The housing market is feeling the pinch of rising interest rates. Mortgage demand has fallen sharply, dropping more than 10% last week as rates climbed to their highest level in over a year, according to data released by the Mortgage Bankers Association (MBA). This slowdown signals a cooling effect on homebuying activity, adding to concerns about affordability and economic uncertainty for prospective homeowners.
The MBA’s weekly survey revealed a 10.5% decrease in total mortgage application volume for the week ending March 22, 2024. This decline is particularly notable as it reverses some of the gains seen earlier in the year, when expectations of falling rates briefly spurred a surge in refinancing activity. The average contract interest rate for a 30-year fixed-rate mortgage, the most popular type of home loan, rose to 6.43% last week, up from 6.30% the previous week, with points increasing to 0.65. The MBA’s full report details these trends.
Refinance Market Takes a Hit
The jump in mortgage rates has had a particularly pronounced effect on the refinance market. Demand for refinancing plummeted 15% week-over-week, even though it remains 52% higher than the same period last year when rates were slightly higher at 6.71%. This suggests that many homeowners who were eager to refinance to take advantage of lower rates have already done so, and the current rate environment is discouraging others. In mid-January, refinancing accounted for 60% of all mortgage applications; now, that share has fallen to 49.6%.

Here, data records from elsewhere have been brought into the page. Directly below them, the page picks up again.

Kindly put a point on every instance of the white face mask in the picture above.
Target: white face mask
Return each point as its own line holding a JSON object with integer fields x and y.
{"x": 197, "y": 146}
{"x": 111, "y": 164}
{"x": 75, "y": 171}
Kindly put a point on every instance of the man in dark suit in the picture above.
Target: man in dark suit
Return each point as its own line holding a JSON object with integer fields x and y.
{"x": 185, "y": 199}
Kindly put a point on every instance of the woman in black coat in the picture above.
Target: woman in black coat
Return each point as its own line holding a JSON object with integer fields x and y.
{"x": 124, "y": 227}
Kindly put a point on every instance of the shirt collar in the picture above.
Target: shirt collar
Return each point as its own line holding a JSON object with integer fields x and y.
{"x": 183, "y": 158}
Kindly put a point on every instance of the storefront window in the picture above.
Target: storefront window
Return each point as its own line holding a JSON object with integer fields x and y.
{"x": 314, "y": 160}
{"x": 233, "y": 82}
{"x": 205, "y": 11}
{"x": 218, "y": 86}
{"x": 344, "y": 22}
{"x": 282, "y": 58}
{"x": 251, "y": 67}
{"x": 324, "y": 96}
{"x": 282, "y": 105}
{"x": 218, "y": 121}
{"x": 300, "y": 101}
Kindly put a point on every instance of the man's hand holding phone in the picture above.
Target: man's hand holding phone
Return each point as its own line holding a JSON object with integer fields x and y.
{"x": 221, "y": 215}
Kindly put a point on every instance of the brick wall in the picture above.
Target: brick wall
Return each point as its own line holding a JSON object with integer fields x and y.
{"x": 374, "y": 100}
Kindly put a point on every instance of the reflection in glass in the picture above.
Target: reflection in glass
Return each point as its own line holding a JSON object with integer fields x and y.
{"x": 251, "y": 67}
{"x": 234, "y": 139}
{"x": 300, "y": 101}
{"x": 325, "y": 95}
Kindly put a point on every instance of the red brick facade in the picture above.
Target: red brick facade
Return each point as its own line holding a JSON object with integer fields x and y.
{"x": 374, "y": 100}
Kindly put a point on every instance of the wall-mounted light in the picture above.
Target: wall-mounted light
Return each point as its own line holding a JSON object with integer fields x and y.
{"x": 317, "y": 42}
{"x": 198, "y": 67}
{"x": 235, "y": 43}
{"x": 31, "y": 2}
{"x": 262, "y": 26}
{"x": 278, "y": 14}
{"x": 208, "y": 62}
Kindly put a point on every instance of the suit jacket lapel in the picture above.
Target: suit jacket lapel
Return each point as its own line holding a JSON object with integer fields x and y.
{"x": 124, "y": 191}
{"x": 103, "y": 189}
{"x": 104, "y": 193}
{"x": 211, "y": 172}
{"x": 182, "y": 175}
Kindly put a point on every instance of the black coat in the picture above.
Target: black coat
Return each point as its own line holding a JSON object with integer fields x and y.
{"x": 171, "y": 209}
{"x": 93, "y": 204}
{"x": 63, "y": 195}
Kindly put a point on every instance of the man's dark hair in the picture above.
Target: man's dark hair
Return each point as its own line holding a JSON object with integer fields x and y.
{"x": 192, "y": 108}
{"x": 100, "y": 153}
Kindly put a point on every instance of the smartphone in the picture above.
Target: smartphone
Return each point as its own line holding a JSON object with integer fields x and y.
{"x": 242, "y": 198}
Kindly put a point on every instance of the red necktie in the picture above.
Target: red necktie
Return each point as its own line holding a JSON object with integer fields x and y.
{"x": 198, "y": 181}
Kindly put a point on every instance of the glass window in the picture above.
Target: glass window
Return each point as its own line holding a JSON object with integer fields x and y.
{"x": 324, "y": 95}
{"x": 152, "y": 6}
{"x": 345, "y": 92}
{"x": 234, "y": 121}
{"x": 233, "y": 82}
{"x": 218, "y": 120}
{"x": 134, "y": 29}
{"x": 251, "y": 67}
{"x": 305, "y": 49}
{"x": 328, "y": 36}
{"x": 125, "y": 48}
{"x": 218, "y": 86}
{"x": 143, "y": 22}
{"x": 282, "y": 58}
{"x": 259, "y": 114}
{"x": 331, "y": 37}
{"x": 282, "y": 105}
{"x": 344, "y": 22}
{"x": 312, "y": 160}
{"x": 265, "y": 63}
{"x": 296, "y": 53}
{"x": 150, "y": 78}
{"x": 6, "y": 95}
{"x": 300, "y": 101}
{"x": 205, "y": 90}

Purchase Applications Also Decline
While the refinance market is experiencing a more dramatic shift, applications to purchase a home also decreased, falling 5% for the week. Despite this decline, purchase applications are still 5% higher than they were during the same week in 2023, indicating that demand remains relatively stable year-over-year, but is clearly softening. Joel Kan, MBA’s Vice President and Deputy Chief Economist, noted that “higher mortgage rates, coupled with affordability constraints and economic uncertainty, pushed some potential homebuyers to the sidelines.”
The Role of Treasury Yields and Economic Factors
The increase in mortgage rates is closely tied to movements in the U.S. Treasury market. Rising Treasury yields, often driven by expectations of future inflation and Federal Reserve policy, directly influence mortgage rates. According to Kan, “The threat of higher for longer oil prices continued to keep Treasury yields elevated, and mortgage rates finished last week higher.” The ongoing geopolitical tensions and their potential impact on energy prices are contributing to this uncertainty.
Matthew Graham, Chief Operating Officer at Mortgage News Daily, explained that even if geopolitical conflicts were to resolve quickly, the initial shock to energy prices and infrastructure has already created “second round effects” that will keep inflation expectations and interest rates elevated for some time. In simpler terms, a sudden peace agreement won’t immediately translate to lower mortgage rates. Mortgage News Daily provides daily updates and analysis on mortgage rates and market trends.
Adjustable-Rate Mortgages Gain Traction
As fixed mortgage rates climb, some borrowers are turning to adjustable-rate mortgages (ARMs) in search of lower initial payments. The share of ARM applications increased to 8.1% of total applications last week. While ARMs offer a lower starting rate, they carry the risk of future rate increases, making them a potentially less stable option for some homeowners.
The current situation presents a complex challenge for both buyers and sellers. Affordability is a major concern, with home prices remaining high in many markets. Potential buyers are facing a double whammy of elevated prices and rising interest rates, making it more difficult to qualify for a mortgage and increasing monthly payments. Sellers, meanwhile, may need to adjust their expectations and consider price reductions to attract buyers in a slowing market.
Looking ahead, the mortgage market will continue to be closely watched for signs of further weakness. The next key data release will be the February reading of existing home sales, scheduled for April 22, 2024, by the National Association of Realtors. This report will provide further insight into the impact of rising rates on homebuying activity.